I think it's sometimes difficult for writers to know when to throttle back, especially when asked to talk about their projects. Seriously, just ask my girlfriend. If I'm working on a new story, the second she walks in the door I'll talk about it for 20 minutes nonstop.
But keep in mind, these publishers (especially the big ones) probably get hundreds of submissions a month. And they more than likely have to read through a lot of crappy proposals and boring ideas to find the gems.
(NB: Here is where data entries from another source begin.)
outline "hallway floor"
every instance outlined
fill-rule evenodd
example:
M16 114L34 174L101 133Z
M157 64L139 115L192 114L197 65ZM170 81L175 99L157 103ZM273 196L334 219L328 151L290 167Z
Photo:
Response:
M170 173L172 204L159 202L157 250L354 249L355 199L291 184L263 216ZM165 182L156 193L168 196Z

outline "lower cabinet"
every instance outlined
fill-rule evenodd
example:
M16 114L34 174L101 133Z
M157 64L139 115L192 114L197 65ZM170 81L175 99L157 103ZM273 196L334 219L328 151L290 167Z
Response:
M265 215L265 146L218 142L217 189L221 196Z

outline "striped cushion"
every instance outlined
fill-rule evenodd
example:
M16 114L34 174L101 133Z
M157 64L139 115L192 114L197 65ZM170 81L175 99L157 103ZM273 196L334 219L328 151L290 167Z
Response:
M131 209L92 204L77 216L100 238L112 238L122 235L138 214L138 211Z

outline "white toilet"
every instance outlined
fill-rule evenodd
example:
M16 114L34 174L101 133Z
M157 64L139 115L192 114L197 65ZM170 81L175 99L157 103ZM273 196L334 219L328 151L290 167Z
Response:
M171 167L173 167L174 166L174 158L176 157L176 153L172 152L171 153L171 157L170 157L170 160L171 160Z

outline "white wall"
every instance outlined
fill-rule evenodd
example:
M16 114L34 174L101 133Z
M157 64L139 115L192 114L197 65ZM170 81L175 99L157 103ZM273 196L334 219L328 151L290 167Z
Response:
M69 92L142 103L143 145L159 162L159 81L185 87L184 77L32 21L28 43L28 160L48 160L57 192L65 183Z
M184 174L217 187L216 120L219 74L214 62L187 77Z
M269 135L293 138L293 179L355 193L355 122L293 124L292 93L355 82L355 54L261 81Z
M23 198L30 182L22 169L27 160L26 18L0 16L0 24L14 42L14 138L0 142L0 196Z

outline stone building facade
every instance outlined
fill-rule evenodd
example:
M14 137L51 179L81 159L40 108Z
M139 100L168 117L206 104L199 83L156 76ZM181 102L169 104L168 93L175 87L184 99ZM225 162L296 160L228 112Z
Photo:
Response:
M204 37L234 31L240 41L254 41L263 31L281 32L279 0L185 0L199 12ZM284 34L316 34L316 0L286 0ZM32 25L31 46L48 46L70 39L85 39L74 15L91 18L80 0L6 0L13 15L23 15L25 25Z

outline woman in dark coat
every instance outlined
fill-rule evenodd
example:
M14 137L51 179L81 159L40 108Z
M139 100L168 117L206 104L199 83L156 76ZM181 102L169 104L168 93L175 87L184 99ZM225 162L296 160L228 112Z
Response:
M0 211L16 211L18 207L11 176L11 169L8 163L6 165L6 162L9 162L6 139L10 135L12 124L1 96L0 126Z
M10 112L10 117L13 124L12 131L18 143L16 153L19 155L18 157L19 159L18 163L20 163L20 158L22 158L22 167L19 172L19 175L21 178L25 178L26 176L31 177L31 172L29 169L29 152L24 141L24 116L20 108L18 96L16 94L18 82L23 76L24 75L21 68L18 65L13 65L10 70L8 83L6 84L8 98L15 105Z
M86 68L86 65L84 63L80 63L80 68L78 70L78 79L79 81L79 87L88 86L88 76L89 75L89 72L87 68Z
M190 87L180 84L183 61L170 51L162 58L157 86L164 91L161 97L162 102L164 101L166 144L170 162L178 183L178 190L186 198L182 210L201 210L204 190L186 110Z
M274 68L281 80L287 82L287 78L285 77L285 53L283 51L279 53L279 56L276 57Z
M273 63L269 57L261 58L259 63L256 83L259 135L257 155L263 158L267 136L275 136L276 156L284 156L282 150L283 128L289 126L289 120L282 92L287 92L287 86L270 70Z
So I always feel by keeping your proposal simple and concise - leaving out ANY unnecessary details and frivolous language - and just focusing on getting the information across as plainly and painlessly as possible, it can only help you STAND OUT from the pack of other people writing mini-novels about their comics. I'm sure a well-written 2 page proposal (or 1 page, if you can pull it off) is just as good (if not better) than a 6 page proposal filled with clunky, boring sentences and superflousus details.
Instead of describing the plot page by page, perhaps it'd be better to go scene by scene, and even then, try and cut it down to one to two sentences a scene. Like: SUPERMAN IS IN A RESTAURANT WITH LOIS LANE. THEY ARE ARGUING BECAUSE HIS SUPERPOWERED FARTS KEEP KILLING HER PET CATS. UPSET, SHE LEAVES BEFORE THEIR SALADS ARE EVEN SERVED.
See, now if that were in a comic book, that scene could last for 3 or 4 pages.
Maybe you can post part of your proposal up and we can try and edit it down. Or don't. Whatever.